2.1 Principes généraux et cas relativement simples

Les CTE récursives obéissent toutes au schéma suivant :

WITH RECURSIVE r AS (

  SELECT anchor_data

  UNION [ALL]

  SELECT recursive_part

  FROM r, ...

)

SELECT ...

On a donc une requête initiale, ce que nos amis anglophones désignent par le terme « anchor data » (données d’ancrage), suivi d’une clause UNION (ou UNION ALL), et d’une sous-requête récursive.

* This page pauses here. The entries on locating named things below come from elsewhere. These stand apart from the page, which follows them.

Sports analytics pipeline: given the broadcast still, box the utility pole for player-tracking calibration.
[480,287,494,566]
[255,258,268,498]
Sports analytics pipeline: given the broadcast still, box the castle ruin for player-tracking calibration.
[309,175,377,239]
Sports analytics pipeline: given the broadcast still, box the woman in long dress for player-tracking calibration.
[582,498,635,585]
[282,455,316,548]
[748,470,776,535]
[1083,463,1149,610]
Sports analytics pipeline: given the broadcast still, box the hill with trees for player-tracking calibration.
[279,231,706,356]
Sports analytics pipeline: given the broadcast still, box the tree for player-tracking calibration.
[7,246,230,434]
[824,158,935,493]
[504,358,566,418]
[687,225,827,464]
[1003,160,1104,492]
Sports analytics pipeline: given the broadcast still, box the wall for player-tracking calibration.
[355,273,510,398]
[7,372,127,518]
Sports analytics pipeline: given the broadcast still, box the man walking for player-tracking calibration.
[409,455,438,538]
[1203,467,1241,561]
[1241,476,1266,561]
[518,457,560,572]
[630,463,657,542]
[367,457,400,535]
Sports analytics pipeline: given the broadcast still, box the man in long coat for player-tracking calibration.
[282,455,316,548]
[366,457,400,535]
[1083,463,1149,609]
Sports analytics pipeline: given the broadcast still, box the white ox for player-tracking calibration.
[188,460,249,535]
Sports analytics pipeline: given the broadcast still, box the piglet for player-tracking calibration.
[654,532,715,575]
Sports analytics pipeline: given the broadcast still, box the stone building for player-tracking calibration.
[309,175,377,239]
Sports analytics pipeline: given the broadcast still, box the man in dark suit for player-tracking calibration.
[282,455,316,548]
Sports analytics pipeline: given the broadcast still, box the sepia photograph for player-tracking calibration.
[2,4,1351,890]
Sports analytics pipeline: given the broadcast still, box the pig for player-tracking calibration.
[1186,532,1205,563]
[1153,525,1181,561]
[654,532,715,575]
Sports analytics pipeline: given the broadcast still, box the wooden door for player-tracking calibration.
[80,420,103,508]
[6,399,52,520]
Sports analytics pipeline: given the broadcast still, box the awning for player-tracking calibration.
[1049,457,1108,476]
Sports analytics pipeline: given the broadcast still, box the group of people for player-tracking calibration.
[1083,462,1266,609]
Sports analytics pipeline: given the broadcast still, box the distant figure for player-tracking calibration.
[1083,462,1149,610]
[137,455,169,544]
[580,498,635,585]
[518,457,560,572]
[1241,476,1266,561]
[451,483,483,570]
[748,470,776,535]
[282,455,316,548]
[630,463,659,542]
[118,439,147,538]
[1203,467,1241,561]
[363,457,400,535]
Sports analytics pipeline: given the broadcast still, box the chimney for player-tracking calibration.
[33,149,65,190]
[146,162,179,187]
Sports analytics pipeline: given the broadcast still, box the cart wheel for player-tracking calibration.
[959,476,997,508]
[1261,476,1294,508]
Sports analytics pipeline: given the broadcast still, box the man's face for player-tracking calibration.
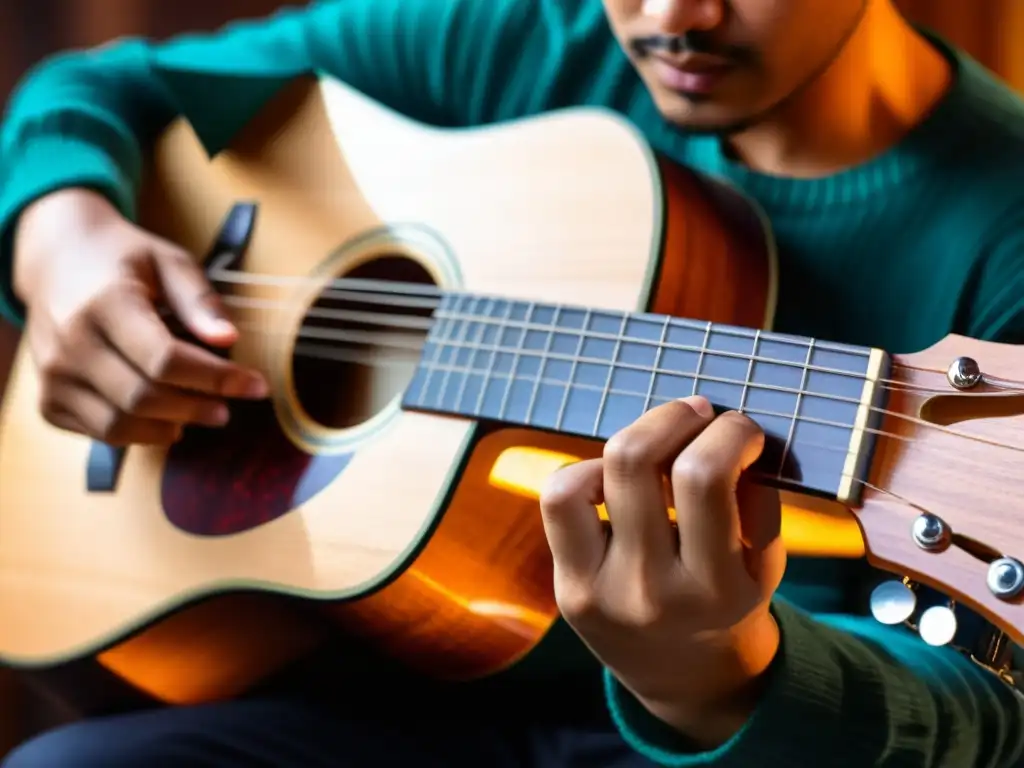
[603,0,876,133]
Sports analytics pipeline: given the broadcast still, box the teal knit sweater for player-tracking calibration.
[0,0,1024,768]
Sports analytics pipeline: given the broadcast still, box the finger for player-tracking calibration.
[604,397,714,563]
[672,412,764,585]
[95,287,268,399]
[77,335,229,427]
[736,481,785,598]
[541,460,607,580]
[149,243,239,347]
[44,380,181,446]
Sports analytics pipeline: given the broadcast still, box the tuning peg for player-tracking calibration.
[987,557,1024,600]
[870,581,918,625]
[918,605,957,645]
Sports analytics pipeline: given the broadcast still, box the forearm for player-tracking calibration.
[608,600,1024,768]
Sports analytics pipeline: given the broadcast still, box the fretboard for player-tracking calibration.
[402,294,889,503]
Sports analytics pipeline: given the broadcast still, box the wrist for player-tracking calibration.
[637,611,779,750]
[11,187,123,305]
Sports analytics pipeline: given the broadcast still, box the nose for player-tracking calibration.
[641,0,725,35]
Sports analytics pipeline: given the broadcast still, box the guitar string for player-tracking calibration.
[207,275,1024,402]
[224,299,1024,462]
[245,325,1007,524]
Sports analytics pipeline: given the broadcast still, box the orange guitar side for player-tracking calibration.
[0,73,851,703]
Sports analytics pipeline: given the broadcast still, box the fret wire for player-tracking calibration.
[428,317,868,383]
[526,306,562,423]
[411,362,870,444]
[437,296,480,411]
[455,299,495,411]
[555,309,593,431]
[640,315,672,414]
[498,302,537,421]
[473,301,512,416]
[691,323,712,396]
[419,339,867,406]
[775,339,815,479]
[434,304,871,358]
[416,298,459,407]
[736,331,761,413]
[584,312,630,437]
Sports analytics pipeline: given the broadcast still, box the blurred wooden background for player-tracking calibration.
[0,0,1024,756]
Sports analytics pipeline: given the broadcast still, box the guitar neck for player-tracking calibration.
[402,293,889,505]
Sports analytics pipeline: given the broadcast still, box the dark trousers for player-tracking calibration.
[0,648,653,768]
[3,697,652,768]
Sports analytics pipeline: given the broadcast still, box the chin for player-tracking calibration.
[654,93,753,136]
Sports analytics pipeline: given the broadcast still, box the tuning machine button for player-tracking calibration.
[986,557,1024,600]
[870,580,918,626]
[946,357,983,390]
[918,605,957,645]
[911,513,952,552]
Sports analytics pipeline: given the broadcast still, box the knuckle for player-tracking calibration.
[555,579,600,624]
[541,467,579,510]
[604,429,650,474]
[540,461,600,511]
[36,343,65,382]
[117,380,159,414]
[719,411,764,439]
[672,451,723,494]
[92,409,125,445]
[142,339,177,381]
[618,574,671,629]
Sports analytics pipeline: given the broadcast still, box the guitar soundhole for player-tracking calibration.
[292,255,435,429]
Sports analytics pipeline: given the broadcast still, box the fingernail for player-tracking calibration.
[243,378,270,397]
[206,317,234,336]
[683,395,715,419]
[210,406,231,427]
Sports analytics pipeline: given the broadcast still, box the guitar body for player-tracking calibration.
[0,75,774,703]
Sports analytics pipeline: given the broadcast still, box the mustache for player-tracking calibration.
[630,30,757,65]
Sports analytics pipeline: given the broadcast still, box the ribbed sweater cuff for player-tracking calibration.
[0,135,134,325]
[605,598,886,768]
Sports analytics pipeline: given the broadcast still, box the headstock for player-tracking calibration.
[855,336,1024,667]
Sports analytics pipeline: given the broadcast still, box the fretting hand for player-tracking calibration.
[541,397,785,746]
[14,189,266,445]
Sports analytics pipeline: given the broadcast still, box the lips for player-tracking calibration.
[654,53,733,75]
[653,54,734,95]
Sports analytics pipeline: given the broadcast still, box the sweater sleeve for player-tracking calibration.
[605,598,1024,768]
[0,0,505,323]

Voici un exemple de requête renvoyant une série de valeurs, numérotées de 1 à 5 :

WITH RECURSIVE compteur(nx) AS (

    SELECT 1 AS n1  

  UNION ALL

    SELECT nx+1 AS n2 FROM compteur WHERE nx < 5

)

SELECT nx FROM compteur;

Le tableau obtenu est le suivant :

nx

1

2

3

4

5

Cette requête en apparence anodine est très pratique pour reconstituer des données manquantes, par exemple pour générer la liste des 12 mois d’une année et réaliser une jointure avec une table des ventes dans laquelle certains produits n’ont pas de ventes réalisées sur certains mois. On pourra ainsi faire ressortir un montant de vente à zéro pour les produits et mois pour lesquels certains produits ont été invendus.

Autre exemple, peut être plus anecdotique celui-là, mais qui fait son petit effet dans les discussions de salon… la bonne vieille fonction « factorielle », en version récursive :

WITH RECURSIVE factorielle (n, fact) AS

(SELECT 0, 1 -- requête initiale

  UNION ALL

 SELECT n+1, (n+1)*fact

 FROM factorielle  

 WHERE n < 9)

SELECT * FROM factorielle;

Bon, mais dans la « vraie vie », est-ce vraiment exploitable ?

Eh bien, disposer d’une CTE générant une série de valeurs, c’est très pratique, mais les limites minimums et maximums de cette série de valeurs ne sont pas toujours connues dès le départ. Or j’ai découvert à mes dépens que, si je souhaite utiliser une CTE récursive, elle doit être définie en premier dans la liste des CTE.

Voilà qui ne m’arrange guère, c’est un problème que je n’avais pas sur DB2, mais je découvre que PostgreSQL et MariaDB présentent la même contrainte. Heureusement, après quelques recherches dans les docs, j’ai découvert une solution qui fonctionne aussi bien avec PostgreSQL qu’avec MariaDB et qui consiste à encapsuler la déclaration de la CTE récursive à l’intérieur d’une CTE normale (qui peut porter le même nom que la CTE récursive, a priori ça ne pose pas de problème).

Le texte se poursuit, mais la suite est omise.